Clint Carter Magazine Contributor

Eight years ago, Ally and Scott Svenson started hiring felons to staff MOD Pizza. That turned out to be one of the best business decisions they ever made.

This story appears in the September 2018 issue of Entrepreneur

There was a moment in 2011 when Tony D’Aloia considered his freedom to be a curse. In prison, where he’d just spent the better part of a decade, he could survive a full year on the $100 his mom sent him twice a year, on his birthday and on Christmas. But now that he was outside and back home in Washington state, he needed money to survive — lots of it. He’d heard of job openings with warehouses and construction companies, but nobody seemed eager to bring on a convicted felon. 

Then he finally found someone willing to interview him. A young Bellevue pizza joint called MOD was hiring a dishwasher. D’Aloia knew zilch about MOD and wasn’t excited about the work. But it came with benefits and a 401(k), which was nice, if unusual. So he went in for the interview.

And anyway, he wasn’t in a position to turn down work. By the time he was in his early 20s, D’Aloia had been arrested 38 times. Every time he was released, he’d go right back to jail. “I couldn’t last a week on the street,” he says. He’d get drunk and start a fight, or trespass after-hours in the park. But his big bust, the one that sent him away for more than five years, was on a conspiracy to distribute ecstasy. He needed two grand to pay off a DUI fine, so he agreed to drive 25,000 pills from the Canadian border down into Washington. The job was a sting, and D’Aloia landed in long-term lockup. 

For some reason, MOD overlooked his history. The company met with his parole officer, and once he was cleared to work, D’Aloia was left to scrub dishes while water seeped in through a hole in one of his $20 Payless shoes. MOD gave him a free pizza every day, which he traded on the street for bus tokens to get to and from work. If this was life outside, D’Aloia wasn’t sure he was interested.

At the time, MOD still wasn’t sure it was interested in him, either. But in 2011 the company was following a few early data points, having discovered that ex-cons could make great employees. That would keep proving itself out. MOD would eventually embrace what it calls impact hiring — people with backgrounds of incarceration, homelessness, drug addiction or mental disability — and credits the decision in large part with its rapid growth.

In the years after D’Aloia’s hire, MOD went from five stores in Washington to 380 spread over 28 states and the United Kingdom. It has nine franchise partners, and in 2016, the research firm Technomic named it the fastest-­growing restaurant chain in the U.S. Last year, MOD hit $275 million in sales, 81 percent growth over the year prior.

MOD’s hiring practices would come to alter everything about the company. “We have no interest in just building another fast-casual pizza business,” says Ally Svenson, who co-founded the company in 2008 with her husband, Scott. “We’re building a business platform to make positive social impacts.” 

Often, those hires prosper.

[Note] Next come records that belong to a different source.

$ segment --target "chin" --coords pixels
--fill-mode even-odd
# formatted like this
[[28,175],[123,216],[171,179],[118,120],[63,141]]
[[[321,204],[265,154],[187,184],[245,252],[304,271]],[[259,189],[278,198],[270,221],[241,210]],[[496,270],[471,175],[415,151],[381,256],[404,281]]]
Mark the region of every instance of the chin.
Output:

From MOD’s perspective, D’Aloia is no charity case. The guy is a slam-dunk hire who immediately appreciated his entry-level job far more than you’d expect from a strong-willed 32-year-old. In his first two years, he was promoted three times. Turns out, the ex-con was full of ambition. 

That ambitious spark really began after he started at MOD, the day he got his first check. It was nearly $800 — almost four times what he’d lived on for a year in prison. He told his boss as much, who replied, “You earned that money.”

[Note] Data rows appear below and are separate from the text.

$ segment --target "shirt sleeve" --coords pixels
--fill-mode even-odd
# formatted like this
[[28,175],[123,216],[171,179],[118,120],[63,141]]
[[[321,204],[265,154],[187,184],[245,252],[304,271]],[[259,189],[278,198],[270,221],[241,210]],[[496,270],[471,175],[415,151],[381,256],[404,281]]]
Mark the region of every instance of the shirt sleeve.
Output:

D’Aloia took the cash straight to a shoe store. It was pouring outside, and he could feel water swishing up between his toes. He marched into the store, bought new shoes, and dumped his old ones in the trash. “Life was better right then,” he says.

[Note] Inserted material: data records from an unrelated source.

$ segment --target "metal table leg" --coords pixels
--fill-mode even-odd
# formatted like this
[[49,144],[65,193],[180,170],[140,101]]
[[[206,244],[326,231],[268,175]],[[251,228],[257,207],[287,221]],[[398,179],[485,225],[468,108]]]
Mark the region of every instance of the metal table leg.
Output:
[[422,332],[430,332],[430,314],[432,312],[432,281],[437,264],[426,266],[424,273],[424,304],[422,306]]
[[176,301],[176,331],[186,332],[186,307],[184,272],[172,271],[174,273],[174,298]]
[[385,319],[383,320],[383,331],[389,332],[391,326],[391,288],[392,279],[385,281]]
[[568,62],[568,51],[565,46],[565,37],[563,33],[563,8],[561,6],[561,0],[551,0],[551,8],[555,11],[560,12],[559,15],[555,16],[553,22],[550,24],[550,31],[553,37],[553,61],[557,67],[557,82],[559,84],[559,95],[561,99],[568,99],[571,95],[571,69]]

“I could finally provide for myself.”

Sophia Arellano, the franchise’s recruiter, knows firsthand how important that “You’re hired!” can be. At age 32, she was arrested and convicted of a nonviolent crime, and for her first six months at MOD, she had a tracking device on her ankle. What started as a transitional gig turned into a passion-driven career when she realized how many people like her were on staff. “They’re not just employing people,” she says of her bosses. “They’re giving them a way to feed their families, a way to not go out and reoffend.”

Tony D’Aloia, now 39, is a district manager who oversees six MOD locations in Washington. In his seven years with the company, he has flown to the United Kingdom to train managers and spoken at Harvard. “I’ve had all these opportunities I wouldn’t have had if MOD didn’t believe in me,” he says. “Being able to do that for other people is really important. The best part of the job is helping people through the same situation I was in.”

Ron Cool, the director of operations at Garbanzo Mediterranean Fresh, a Colorado-based franchise that, like MOD, works to hire formerly incarcerated individuals because: “It’s just good business to look wherever you can to find the best people for your organization. These people come in with a genuine desire to better themselves. All they want is a chance.”